Crews begin dismantling, storing Trail of Lights for next year

Austin

AUSTIN (KXAN) — After the Trail of Lights dimmed for the final time in 2017,  crews are in the process of tearing down and storing the displays that made it all possible.  The event, which draws in around 400,000 visitors each year has become one of the largest in Austin.

“This is like a military operation. It is about as efficient as you can possibly get,” said James Russell, the executive director of the Trail of Lights Foundation.

The Trail of Lights has existed in Austin since 1965, it features over 2 million lights and 40 displays.

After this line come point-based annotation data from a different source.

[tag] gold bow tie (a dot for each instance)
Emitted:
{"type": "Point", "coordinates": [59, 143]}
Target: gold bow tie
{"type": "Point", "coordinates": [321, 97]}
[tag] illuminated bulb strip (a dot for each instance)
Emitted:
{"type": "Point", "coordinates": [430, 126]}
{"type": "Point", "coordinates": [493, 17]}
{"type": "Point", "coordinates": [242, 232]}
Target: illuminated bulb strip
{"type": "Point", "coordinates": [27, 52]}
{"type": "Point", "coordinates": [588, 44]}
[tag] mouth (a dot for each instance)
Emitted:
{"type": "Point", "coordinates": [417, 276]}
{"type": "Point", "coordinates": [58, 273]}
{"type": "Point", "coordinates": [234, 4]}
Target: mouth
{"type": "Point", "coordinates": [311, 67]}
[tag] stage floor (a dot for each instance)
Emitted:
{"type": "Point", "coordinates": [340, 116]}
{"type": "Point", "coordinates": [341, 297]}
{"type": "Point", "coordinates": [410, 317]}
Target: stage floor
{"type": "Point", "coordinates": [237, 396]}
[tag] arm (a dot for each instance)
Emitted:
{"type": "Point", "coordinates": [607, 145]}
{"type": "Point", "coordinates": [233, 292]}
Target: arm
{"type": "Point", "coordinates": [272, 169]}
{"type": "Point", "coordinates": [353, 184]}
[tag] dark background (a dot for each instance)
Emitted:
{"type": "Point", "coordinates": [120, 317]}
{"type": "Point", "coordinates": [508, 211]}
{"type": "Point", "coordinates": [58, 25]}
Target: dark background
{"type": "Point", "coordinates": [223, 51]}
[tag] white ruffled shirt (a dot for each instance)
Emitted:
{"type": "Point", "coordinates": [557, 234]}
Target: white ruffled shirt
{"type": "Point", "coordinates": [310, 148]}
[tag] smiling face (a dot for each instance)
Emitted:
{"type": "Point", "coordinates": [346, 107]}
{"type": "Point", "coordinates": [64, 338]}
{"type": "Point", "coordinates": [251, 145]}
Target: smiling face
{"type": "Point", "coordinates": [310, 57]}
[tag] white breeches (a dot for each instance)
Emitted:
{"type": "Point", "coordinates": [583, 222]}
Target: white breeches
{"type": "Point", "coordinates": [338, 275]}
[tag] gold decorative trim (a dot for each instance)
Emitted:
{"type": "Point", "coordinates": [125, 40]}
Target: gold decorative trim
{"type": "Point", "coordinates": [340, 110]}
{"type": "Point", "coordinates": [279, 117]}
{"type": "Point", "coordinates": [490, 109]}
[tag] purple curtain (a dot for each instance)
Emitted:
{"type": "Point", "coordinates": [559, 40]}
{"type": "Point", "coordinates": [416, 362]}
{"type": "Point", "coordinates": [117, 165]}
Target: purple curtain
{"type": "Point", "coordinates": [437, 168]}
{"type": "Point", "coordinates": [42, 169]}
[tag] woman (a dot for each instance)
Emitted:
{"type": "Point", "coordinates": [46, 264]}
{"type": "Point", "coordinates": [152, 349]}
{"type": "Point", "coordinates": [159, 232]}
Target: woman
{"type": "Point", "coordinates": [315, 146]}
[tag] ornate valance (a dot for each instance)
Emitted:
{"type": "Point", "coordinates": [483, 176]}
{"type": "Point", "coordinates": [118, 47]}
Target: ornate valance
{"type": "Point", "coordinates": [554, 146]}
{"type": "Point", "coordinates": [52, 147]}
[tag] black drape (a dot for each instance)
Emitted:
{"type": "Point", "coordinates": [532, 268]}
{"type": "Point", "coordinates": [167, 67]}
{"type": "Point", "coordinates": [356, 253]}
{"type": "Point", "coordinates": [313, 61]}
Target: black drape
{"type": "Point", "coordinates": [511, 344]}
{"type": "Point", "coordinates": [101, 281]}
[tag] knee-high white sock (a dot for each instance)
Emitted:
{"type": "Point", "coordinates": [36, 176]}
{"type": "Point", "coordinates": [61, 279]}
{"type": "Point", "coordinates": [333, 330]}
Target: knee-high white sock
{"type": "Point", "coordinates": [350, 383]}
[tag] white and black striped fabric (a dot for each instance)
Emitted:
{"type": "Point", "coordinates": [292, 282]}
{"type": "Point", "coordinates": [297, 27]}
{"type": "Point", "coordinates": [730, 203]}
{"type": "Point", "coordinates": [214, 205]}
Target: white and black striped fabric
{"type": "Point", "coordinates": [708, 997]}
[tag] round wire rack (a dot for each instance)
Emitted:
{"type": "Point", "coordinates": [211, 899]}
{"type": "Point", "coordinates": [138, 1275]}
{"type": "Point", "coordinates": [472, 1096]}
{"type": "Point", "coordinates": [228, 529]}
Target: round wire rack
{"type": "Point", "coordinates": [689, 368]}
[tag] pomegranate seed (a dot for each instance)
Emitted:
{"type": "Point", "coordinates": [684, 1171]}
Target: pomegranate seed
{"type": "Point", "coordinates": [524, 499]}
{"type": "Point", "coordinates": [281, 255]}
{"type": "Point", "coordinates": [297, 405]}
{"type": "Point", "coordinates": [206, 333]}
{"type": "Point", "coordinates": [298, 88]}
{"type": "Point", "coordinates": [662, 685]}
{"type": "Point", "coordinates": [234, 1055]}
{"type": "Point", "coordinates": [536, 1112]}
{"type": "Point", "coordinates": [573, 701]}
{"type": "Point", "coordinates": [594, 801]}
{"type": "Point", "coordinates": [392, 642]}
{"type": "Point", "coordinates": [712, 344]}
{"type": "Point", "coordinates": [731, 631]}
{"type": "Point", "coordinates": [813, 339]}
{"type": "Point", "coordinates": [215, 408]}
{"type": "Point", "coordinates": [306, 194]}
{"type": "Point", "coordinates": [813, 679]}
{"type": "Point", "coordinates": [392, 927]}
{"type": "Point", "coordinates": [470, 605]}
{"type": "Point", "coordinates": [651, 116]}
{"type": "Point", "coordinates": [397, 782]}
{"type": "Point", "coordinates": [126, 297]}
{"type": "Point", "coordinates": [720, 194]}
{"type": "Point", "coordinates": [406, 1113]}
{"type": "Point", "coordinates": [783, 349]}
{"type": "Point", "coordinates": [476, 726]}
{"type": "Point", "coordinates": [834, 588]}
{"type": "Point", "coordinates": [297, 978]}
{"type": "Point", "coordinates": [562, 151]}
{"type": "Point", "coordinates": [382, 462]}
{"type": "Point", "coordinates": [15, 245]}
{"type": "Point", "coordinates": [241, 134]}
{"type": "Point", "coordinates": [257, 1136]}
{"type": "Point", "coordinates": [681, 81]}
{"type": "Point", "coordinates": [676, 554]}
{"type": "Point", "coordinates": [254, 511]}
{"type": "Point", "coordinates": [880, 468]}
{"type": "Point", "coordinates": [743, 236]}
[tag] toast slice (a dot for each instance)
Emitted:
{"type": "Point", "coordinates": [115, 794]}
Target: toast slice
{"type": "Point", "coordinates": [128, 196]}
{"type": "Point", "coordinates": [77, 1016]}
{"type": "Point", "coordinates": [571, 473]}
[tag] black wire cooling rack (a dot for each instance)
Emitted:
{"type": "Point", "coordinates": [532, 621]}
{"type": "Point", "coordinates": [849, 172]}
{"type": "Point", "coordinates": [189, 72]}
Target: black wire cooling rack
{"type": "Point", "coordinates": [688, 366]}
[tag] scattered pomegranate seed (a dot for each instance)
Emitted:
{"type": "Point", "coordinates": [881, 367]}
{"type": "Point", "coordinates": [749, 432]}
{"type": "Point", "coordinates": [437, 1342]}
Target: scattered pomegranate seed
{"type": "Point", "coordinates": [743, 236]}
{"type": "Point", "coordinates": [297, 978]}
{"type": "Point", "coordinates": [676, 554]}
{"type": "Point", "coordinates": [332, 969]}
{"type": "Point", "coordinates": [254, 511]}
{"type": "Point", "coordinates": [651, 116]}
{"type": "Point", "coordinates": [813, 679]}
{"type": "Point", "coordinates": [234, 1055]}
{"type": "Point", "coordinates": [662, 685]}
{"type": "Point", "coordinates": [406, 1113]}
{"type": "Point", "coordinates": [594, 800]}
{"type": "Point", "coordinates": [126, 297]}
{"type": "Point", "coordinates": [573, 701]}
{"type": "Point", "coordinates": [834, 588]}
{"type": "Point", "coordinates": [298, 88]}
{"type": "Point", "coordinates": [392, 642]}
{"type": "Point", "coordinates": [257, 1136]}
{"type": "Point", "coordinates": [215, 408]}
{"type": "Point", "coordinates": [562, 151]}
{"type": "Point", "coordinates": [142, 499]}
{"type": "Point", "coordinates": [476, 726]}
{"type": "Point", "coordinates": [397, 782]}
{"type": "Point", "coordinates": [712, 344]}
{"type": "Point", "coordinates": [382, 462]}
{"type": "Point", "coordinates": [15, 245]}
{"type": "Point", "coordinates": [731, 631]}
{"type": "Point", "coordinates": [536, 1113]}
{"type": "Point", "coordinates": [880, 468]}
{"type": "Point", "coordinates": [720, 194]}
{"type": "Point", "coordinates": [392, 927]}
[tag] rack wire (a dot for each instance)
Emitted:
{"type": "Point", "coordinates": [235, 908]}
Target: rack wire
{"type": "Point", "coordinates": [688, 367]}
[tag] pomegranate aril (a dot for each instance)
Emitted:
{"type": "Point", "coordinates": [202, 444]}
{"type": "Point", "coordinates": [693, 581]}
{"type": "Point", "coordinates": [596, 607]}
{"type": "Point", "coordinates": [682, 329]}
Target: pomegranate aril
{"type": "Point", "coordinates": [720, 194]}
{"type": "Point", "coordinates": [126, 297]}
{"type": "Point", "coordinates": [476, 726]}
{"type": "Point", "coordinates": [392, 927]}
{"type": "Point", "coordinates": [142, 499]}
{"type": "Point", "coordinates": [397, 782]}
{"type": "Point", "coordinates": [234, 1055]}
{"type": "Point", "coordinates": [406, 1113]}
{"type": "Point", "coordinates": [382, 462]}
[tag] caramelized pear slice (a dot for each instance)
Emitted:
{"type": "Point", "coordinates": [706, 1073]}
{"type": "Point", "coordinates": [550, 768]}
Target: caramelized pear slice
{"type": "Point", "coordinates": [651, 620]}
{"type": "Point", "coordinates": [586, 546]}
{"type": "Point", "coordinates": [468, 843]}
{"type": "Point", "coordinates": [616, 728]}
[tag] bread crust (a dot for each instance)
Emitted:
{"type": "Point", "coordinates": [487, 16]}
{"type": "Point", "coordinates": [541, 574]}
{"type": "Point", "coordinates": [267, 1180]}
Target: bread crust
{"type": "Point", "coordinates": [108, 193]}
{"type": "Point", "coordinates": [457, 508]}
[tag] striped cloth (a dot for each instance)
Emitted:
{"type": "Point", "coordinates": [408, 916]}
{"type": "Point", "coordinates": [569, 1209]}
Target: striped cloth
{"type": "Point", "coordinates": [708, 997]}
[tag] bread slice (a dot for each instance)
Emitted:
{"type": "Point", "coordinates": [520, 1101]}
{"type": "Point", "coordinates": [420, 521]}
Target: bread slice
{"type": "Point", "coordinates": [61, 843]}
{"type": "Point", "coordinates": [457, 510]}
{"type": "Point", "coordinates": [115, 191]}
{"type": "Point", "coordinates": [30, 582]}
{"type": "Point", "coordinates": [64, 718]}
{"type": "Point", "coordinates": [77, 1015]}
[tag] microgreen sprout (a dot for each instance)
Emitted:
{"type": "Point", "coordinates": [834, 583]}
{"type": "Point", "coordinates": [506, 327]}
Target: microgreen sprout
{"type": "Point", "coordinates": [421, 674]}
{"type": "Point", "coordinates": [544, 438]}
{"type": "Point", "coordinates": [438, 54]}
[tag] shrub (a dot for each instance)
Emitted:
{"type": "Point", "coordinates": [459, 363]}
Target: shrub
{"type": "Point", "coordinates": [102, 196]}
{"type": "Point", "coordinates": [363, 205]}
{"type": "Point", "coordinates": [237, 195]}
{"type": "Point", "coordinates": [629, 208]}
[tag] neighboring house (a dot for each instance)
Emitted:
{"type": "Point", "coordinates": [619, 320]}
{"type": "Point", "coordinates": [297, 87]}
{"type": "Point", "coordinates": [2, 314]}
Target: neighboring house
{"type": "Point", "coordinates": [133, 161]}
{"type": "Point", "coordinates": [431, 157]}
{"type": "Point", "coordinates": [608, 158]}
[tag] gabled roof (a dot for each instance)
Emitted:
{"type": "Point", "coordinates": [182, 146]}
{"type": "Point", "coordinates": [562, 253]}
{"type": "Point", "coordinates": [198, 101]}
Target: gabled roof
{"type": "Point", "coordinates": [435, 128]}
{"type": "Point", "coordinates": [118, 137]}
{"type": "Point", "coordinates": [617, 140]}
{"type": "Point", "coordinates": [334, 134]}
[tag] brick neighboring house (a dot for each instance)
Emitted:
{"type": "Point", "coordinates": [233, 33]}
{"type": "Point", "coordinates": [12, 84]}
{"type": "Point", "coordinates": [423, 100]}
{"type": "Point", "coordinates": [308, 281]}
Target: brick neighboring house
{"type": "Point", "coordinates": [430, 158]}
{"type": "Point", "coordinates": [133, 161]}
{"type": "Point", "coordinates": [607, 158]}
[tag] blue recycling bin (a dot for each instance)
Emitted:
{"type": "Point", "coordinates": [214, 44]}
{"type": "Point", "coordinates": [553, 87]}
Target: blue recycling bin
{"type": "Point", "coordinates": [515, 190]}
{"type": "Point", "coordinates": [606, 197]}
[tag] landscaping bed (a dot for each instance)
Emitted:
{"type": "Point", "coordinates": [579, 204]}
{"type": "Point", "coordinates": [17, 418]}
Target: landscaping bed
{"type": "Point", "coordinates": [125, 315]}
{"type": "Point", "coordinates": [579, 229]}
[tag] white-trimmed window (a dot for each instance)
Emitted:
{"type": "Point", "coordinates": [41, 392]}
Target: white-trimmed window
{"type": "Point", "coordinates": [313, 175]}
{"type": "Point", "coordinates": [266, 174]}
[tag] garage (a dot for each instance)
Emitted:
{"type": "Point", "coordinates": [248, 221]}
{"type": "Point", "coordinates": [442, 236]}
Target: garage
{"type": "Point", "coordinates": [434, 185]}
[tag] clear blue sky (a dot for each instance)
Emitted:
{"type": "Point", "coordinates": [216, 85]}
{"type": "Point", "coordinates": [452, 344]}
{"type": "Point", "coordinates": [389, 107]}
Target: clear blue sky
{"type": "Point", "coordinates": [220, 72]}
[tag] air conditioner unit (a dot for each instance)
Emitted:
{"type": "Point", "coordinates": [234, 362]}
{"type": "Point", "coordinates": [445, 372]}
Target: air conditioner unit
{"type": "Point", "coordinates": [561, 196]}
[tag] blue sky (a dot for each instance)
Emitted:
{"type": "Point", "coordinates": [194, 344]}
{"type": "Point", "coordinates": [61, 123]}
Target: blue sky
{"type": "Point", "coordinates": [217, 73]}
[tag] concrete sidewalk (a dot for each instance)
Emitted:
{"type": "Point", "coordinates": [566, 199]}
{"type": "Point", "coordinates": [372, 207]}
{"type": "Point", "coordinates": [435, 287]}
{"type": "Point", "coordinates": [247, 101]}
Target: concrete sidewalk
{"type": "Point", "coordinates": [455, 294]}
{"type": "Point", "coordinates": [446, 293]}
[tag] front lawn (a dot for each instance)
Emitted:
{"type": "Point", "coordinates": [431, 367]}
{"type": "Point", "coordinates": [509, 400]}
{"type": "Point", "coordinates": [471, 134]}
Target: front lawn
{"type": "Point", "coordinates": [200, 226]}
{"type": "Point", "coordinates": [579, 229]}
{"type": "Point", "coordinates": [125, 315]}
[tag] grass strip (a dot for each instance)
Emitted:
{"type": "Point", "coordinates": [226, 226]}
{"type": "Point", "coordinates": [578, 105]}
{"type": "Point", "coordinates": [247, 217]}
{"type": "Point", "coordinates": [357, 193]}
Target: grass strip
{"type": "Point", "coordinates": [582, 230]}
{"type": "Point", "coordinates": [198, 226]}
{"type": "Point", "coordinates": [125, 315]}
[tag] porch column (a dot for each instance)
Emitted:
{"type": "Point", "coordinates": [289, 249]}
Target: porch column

A spokesperson for the Trail of Lights Foundation explained that crews began arriving Sunday morning to tear the display down, working for hours into the afternoon.

This year the Trail of Lights opened on Dec. 9 but closed for four days because of rain and muddy conditions at Zilker Park. Russell explained that when the ground has too much moisture holding the event or moving the displays around can actually damage the park.  The Trail of Lights Foundation closed the annual event in accordance with park policy, their team has been handling many transfer and refund requests as a result.

Russell said that crews had to clean up 8,000 gallons of water from the park already, and the park has still not completely dried out. Consequently, many of the displays installed in the lawn of the park cannot be removed yet. Currently, the Trail of Lights Foundation plans to turn the park back over to the public on Jan. 8. Russell acknowledge that any weather events could delay that timeline.

“It’s always a big bummer when you have to shut down even one night, because that could be ten thousand folks, 20,000 folks that it was their only night to come to the trail, and we had four of those this year, so it’s a bit of hard pill for me to swallow knowing that some folks were displaced from the trail of lights this year, and that’s pretty rough,” Russell said.

The Trail of Lights Foundation will work with Austin’s Parks Department to determine what repairs need to be made on the grass, the parks department does most of the work to the park while the foundation pays for the maintenance and time.

Ticket holders from canceled nights on Dec. 16, 17, 19 and 22 who could not exchange tickets and have requested a refund will be able to get a refund of their net ticket purchase – meaning the Trail of Lights will not be refunding fees (for every $3 ticket sold, a $0.84 fee was attached).

The Trail of Lights Foundation says the refunds will be processed in January and it may take up to 30 days for the transaction to appear on your account.

The foundation says ticket holders have two options: Do nothing and the ticket will remain a donation to the Trail of Lights, or submit a refund request by Dec. 31 by emailing exchanges@ticketbud.com with the name and email address of the person who made the request.

If you have already requested a refund, it’s not necessary to do so again.

Last year the festival drew in 375,000 attendees, Russell said they have yet to tally up the total number of attendees for this year.

All of the revenue made at the Trails of Lights goes back into paying for the event for next year, Russell said.